A 'fit and healthy' woman has recounted how a terrifying episode of uncontrollable bleeding led to a shock diagnosis of a rare cancer typically seen in women three times her age. Sarah Lai, a 23-year-old university graduate working as an allied health assistant in Queensland, first noticed something was wrong in February 2024. She experienced extremely heavy bleeding that became so severe she was rushed to the hospital, but after waiting four hours in a busy emergency department, her symptoms eased and she went home before being seen.
She later visited her GP, who prescribed tranexamic acid (TXA) to take whenever the bleeding worsened. Her GP also suspected her uterine lining may have thickened, but scans came back normal. At the time, Sarah had no reason to believe she could be seriously unwell. She was young, active, and otherwise healthy, and also had polycystic ovary syndrome (PCOS), which she assumed could be linked to the abnormal bleeding.
In August 2025, her period lasted 14 days. 'I started to get a bit suspicious because I didn't have any pain or cramping at all,' she said. On day 15, the bleeding became impossible to control. 'The bleeding got so bad that my oral medication didn't work. I was bleeding everywhere, there was blood all over the floor, there were blood clots the size of my fist coming out, and I just couldn't control it.' She returned to hospital, where doctors gave her a strong IV dose of medication to slow the bleeding, along with an oral synthetic progesterone tablet. The treatment worked, but emergency doctors told her to return to her GP for further scans and a referral to a gynaecologist.
Days later, a pelvic ultrasound showed alarming results: her uterine lining was 19mm, while a healthy woman's lining would usually be 2-4mm during her menstrual cycle. Her GP was immediately concerned and wrote an urgent referral to several gynaecologists. One specialist saw her the following week and reassured her that, due to her health and age, there was less than a 1% chance of cancer. However, to be safe, a hysteroscopy was recommended. Sarah underwent the procedure without complications and was told results would take three to four weeks. Instead, she received a phone call just 10 days later asking her to come in urgently.
On October 8, she was told she had grade 2 endometrial adenocarcinoma, the most common type of endometrial cancer. 'At just 23, I became one of the youngest in Australia ever diagnosed with something that not even my specialists were ready for,' she said. Staging was not immediately possible because endometrial cancer is usually staged after a hysterectomy, but at 23, Sarah was not ready to make that decision. Instead, doctors organised a CT scan and MRI to estimate how far the cancer had spread.
After the appointment, Sarah went home in shock and denial. Later that night, reality hit: 'I cried all night, and my whole family was in denial as well.' She felt profoundly isolated, as most people with endometrial cancer are much older. While waiting to see other specialists, she had a Mirena IUD inserted during her first hysteroscopy, which doctors hoped could help thin the uterine lining if the cancer was caught early enough.
When Sarah finally met her gynae-oncologist, she was told the scans suggested the cancer was stage 1. Her specialist recommended fertility treatment discussions and then another hysteroscopy three months later to see how the cancer cells were responding. That second procedure took place in January, and the results were extraordinary: her body completely responded to treatment, and there was no evidence of disease. Because of this, she did not need the hysterectomy, chemotherapy, or radiation she had feared.

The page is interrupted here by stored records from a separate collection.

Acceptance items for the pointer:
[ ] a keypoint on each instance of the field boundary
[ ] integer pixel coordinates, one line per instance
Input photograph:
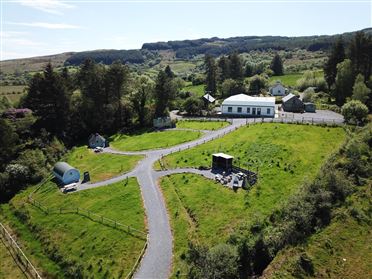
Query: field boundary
(22, 259)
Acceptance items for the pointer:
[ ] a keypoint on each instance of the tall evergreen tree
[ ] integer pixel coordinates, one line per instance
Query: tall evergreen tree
(344, 81)
(223, 69)
(164, 93)
(360, 53)
(49, 99)
(337, 55)
(236, 68)
(277, 65)
(210, 74)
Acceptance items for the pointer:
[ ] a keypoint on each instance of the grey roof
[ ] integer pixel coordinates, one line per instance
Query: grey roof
(61, 167)
(209, 98)
(288, 97)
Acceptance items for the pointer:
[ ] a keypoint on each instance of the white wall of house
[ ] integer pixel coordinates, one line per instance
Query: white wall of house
(248, 110)
(277, 90)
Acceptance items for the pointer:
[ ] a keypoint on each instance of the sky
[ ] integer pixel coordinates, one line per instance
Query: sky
(42, 27)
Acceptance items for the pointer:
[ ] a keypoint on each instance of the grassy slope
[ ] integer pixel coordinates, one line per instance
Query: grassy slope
(341, 250)
(198, 90)
(291, 79)
(101, 166)
(151, 140)
(202, 125)
(207, 212)
(96, 248)
(8, 267)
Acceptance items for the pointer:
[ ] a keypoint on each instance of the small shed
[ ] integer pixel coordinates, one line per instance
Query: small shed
(96, 140)
(278, 89)
(309, 107)
(292, 103)
(162, 122)
(222, 161)
(65, 173)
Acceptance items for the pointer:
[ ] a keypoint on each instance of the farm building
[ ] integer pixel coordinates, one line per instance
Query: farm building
(278, 89)
(292, 103)
(96, 140)
(65, 173)
(222, 161)
(248, 106)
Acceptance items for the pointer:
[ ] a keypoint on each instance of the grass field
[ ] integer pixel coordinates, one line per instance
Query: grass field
(101, 166)
(341, 250)
(206, 212)
(201, 125)
(8, 267)
(151, 140)
(64, 245)
(198, 90)
(291, 79)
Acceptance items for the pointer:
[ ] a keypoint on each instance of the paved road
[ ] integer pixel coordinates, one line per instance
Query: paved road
(157, 260)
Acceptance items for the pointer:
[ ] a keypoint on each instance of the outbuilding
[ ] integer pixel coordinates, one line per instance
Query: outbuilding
(222, 161)
(278, 89)
(96, 140)
(65, 173)
(292, 103)
(248, 106)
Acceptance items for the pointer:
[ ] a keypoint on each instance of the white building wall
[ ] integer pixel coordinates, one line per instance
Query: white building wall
(244, 111)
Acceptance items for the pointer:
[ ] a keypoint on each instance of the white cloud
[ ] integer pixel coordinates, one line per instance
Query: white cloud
(48, 6)
(46, 25)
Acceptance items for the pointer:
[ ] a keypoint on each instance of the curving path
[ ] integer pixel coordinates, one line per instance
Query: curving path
(157, 260)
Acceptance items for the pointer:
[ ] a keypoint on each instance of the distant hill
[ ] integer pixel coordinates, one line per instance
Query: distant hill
(184, 49)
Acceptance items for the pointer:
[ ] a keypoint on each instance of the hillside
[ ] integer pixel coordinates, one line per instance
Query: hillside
(152, 54)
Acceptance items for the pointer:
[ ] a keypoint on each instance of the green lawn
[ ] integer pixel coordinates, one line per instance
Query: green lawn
(101, 166)
(285, 155)
(198, 90)
(202, 125)
(151, 140)
(291, 79)
(8, 267)
(62, 244)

While the news was overwhelmingly positive, recovery brought emotional confusion. 'I feel like I went through so many identity changes. At first, I had to adjust to having cancer, and now I have to adjust again, being a survivor,' she said. Her family remained her strongest support throughout the ordeal, but cancer also changed some friendships. After documenting her diagnosis online, she found unexpected support from strangers and built a 'mini online community'.
The experience has changed how she sees her body, work, and future. 'Having cancer has made me face my own mortality in a way that no one else has to,' she said. She also faced misconceptions, such as being asked why she wasn't bald or receiving unsolicited medical advice. Now, as both a healthcare worker and cancer survivor, she believes the experience has changed the way she relates to patients.
Sarah had no genetic mutations and no family history of endometrial cancer. 'The cause of my cancer remains unknown. I'm a healthy individual, and I somehow got cancer. No cause whatsoever, just a spontaneous mutation,' she said. Her message to other young women is simple: do not dismiss abnormal bleeding, even if you are young, fit, and otherwise well.